When she arrived on the scene of the freak accident, a patient had a knife lodged at least two inches deep into his arm. "It looked like a Halloween costume," she said.
Petruncio, who is a senior, is one of 23 students who volunteer in the campus EMS program, which has been responding to accidents, injuries and medical emergencies on the campus since 1995. The team's work was recognized last month when they were named Organization of the Year by the National Collegiate EMS Foundation.
It's not an easy volunteer gig. Students have to complete a 210-hour course, then commit to volunteer at least five hours each week. Most put in many more hours.
Petruncio and Logan Herbert, another senior, have been volunteering with program for the past three years. They each volunteer 30-40 hours per week while being enrolled full-time in the college's Honors Program.
Herbert said he has responded to many sports injuries as well as car, bicycle and skateboard accidents. And he's seen more than his share of alcohol- and drug-related emergencies.
One of the most serious things he has seen was student who was unconscious from a drug overdose. The team didn't know what the student had taken, he said. They had to try to get information by looking around his room for clues, and talking to people who might have recently been with him.
Rick Krantz, Chief of Fire and EMS at the college, said 267 of the country's colleges have student EMS teams, but the College of Charleston is the only school in the state with the program. Clemson University is considering starting one and modeling it after the college's program.
Krantz said the college's program started in 1995, when a group of students pushed for it after a student died from a heart attack in a dorm. An EMS team couldn't have saved that particular student, he said, but his death got some students' attention and the program was launched.
Its been improving every year, he said. Students are getting more extensive training, and in 2011, the program got its own ambulance.
Don Lundy, director of Charleston County's EMS program, said the college's program works well with the county.
The students are the first-responders, he said. They stabilize patients, begin treatment and do basic life support.
They know the campus and the culture, so they can respond more quickly, he said. And injured students respond well to them. "It's students helping students," he said.
County EMS workers also respond to campus calls, he said. They take over in situations that require advanced life support skills. And they transport students to the hospital when necessary.
Lundy said he's not surprised the college's team won the national award. "They are professional, compassionate caregivers," he said.
Over the years, he has hired about 40 of them after they graduated.

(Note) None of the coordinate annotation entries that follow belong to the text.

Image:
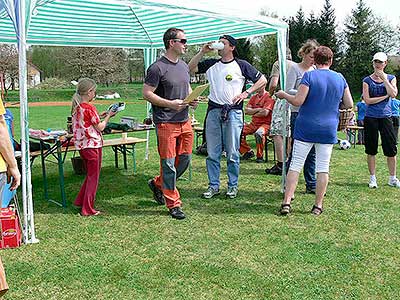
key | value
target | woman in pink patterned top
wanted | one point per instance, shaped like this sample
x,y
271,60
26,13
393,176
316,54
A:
x,y
87,129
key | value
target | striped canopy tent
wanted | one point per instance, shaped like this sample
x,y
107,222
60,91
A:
x,y
112,23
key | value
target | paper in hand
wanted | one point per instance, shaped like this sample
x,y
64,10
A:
x,y
196,93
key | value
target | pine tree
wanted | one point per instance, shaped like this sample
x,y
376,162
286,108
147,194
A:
x,y
297,32
312,28
326,28
361,39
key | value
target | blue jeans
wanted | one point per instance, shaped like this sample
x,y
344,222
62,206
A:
x,y
309,165
223,135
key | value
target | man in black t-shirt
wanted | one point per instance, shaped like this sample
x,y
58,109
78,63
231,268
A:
x,y
167,83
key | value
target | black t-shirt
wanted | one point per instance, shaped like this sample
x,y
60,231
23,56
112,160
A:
x,y
172,81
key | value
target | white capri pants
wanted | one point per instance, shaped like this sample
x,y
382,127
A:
x,y
300,151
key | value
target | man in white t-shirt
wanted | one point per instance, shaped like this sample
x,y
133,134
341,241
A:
x,y
227,77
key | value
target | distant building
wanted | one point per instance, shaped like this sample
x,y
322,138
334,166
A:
x,y
33,75
33,78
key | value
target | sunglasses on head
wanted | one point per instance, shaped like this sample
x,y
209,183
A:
x,y
182,41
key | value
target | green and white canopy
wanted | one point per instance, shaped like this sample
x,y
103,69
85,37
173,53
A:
x,y
125,23
111,23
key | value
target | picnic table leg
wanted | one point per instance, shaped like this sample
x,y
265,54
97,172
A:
x,y
123,149
45,187
61,174
115,149
134,159
190,170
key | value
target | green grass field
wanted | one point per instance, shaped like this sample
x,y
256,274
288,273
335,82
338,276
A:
x,y
224,249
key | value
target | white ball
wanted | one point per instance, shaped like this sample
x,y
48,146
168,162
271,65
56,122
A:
x,y
344,144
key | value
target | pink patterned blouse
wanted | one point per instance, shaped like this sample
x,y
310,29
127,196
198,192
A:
x,y
85,134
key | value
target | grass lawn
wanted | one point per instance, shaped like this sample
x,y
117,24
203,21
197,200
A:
x,y
224,249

One of those is Greig Samuelson, a former student volunteer who now works full-time for the county and part-time as the college's EMS compliance and training coordinator.
The first serious call he responded to when he was a student involved a diabetic man who was unconscious and having a seizure. He did what he could for the man. Then he watched as Charleston County EMS workers revived the man after they had arrived on the scene. "I saw him fixed," Samuelson said. "That's when I got hooked."